Libero il cuore nel mondo dell’apartheid
A Città del Capo, 1967, in pieno apartheid – “questo non è un mondo per donne
e gente di colore” – una donna bianca e un uomo di colore rendono possibile il primo
trapianto, di cuore, evento epocale. Il film mescola una storia vera col clima odierno,
in favore di una piena equiparazione, sessuale e razziale. Quindi po’ si
contraddice, volendo fare dell’odierno femminismo e antirazzismo in un anno e
un posto che invece coltivava il razzismo per legge, l’apartheid, e praticava, come ovunque altrove, la discriminazione
sessuale.
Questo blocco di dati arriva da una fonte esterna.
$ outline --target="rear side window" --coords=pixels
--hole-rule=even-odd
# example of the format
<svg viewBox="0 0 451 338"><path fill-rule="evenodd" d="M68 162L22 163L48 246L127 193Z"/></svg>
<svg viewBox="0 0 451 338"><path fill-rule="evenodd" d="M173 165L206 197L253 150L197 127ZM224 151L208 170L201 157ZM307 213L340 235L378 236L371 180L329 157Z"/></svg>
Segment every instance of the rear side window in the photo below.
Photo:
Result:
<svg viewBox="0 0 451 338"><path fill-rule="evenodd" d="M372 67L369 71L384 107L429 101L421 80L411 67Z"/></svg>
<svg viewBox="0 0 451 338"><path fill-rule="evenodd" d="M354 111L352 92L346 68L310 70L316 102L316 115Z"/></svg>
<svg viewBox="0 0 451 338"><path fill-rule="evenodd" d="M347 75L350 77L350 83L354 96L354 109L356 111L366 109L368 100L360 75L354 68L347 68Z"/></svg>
Ma ne guadagna in vivacità, contraddicendo le attese del subcosncio,
del saputo, col miracolo finale: due personaggi giovani, dotati e coraggiosi,
contribuiranno alla prima pioneristica operazione al cuore.
Franziska Buch mescola una storia vera col clima odierno in favore della
piena equiparazione, di genere e razziale. La storia vera è di una collaboratrice
del dottor Barnard, il chirurgo che in Sudafrica, nel 1967, sperimentò e avviò
la tecnica dei trapianti di cuore. Una cardiochirurga tedesca, Lisa Scheel, qualificata
ma in subordine nella cerchia del cardiologo principe Theodor Kohlfeld, che all’ultimo
sgarbo reagisce emigrando in Sud Africa, per lavorare col rivale del tedesco Kohlfeld,
l’austriaco Barnard. Una storia d’amore con un giovane africano, e l’opposizione
ai divieti e le imposizioni dell’apartheid completano il racconto.